価格や性能、使い勝手を比べた「Surface Pro 3」「Surface 3」をガチ比較、真の“キングオブWinタブ”はどっちだ? (1/2)

米Microsoftの「Surface Pro 3」と「Surface 3」。Windowsタブレットの代表格たる風格さえ備わるこの2種類のタブレットを徹底比較する。あなたが満足するのはどちらのSurfaceか?

[TechTarget]
画像 新登場のSurface 3とSurface Pro 3、“最強Windowsタブレット”の称号はどちらに(TechTargetジャパン記事「徹底レビュー:『Surface 3』、誰もが購入を検討する“圧倒的な正しさ”とは」より)《クリックで拡大》

 まず大前提を。コストを度外視すれば、米Microsoftの「Surface Pro 3」は、どんな合理的基準でも「Surface 3」よりも良い評価になる。どちらの端末もデザインや機能は似ているが、Surface Pro 3が地力で勝る。より強力なプロセッサを搭載しているからだ。実際、Surface Pro 3は、発売から1年が経過しても、市場に出回っているほぼ全ての汎用端末の上を行っている。

 ただし、両者の条件は全て同じではなく、特に価格は全く違う。Surface 3はSurface Pro 3よりもかなり安い。とはいえ、金に糸目を付けないユーザーがいるのも確かだ。こうしたユーザーは、本格的な画像編集ソフトウェアや複雑なプロ向けソフトウェアが扱える端末を必要としている。この手のユーザーにはSurface Pro 3がうってつけだ。だが仕事や学習、遊び用に普通のコンピュータが必要な一般ユーザーにとっては、個々のマシンの違いが価格に見合うかどうかが問題となる。

仕上がりとデザイン

 大まかに言うと、Surface 3とSurface Pro 3はほぼそっくりで、デザインの特徴も似ている。Surface 3の方が10%くらい小さく、約180グラム軽い。平均的なスマートフォン1台分程度軽いということだ。

 どちらのデバイスも見た目が素晴らしく、マグネシウム合金製ボディが非常に好評だ。Surface 3とSurface Pro 3は間違いなく、市場でも有数の優れた仕上がりの端末である。

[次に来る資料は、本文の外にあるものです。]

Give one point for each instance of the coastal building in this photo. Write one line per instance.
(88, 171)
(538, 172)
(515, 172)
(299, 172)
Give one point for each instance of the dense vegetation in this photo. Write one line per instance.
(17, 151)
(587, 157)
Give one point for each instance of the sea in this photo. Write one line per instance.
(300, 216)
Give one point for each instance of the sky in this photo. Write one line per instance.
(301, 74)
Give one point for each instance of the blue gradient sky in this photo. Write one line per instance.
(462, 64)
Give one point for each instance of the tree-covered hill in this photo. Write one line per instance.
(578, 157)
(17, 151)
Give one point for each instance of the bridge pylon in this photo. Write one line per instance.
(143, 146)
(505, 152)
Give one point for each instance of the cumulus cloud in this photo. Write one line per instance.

 だが、両者の仕上がりを比べると、Surface 3がSurface Pro 3に小差で勝っている。Surface Pro 3はサイズが大きいせいで、ときには少し不便だ。一方のSurface 3は若干小ぶりながらも、サイズの割に小ささを感じない。さらにSurface 3は、デスクトップを散らかしてもスプレッドシートを多用しても、決して窮屈な感じにはならない。

ディスプレイ

 Surface Pro 3は12インチ、Surface 3は10.8インチのディスプレイを搭載する。アスペクト比(縦横比)はいずれも3:2で、ピクセル密度はSurface Pro 3が216ppi、Surface 3が213ppiとなっている。どちらのディスプレイも、Microsoftが買収したイスラエルN-Trigの同モデルのスタイラスペンが利用でき、10点マルチタッチが可能だ。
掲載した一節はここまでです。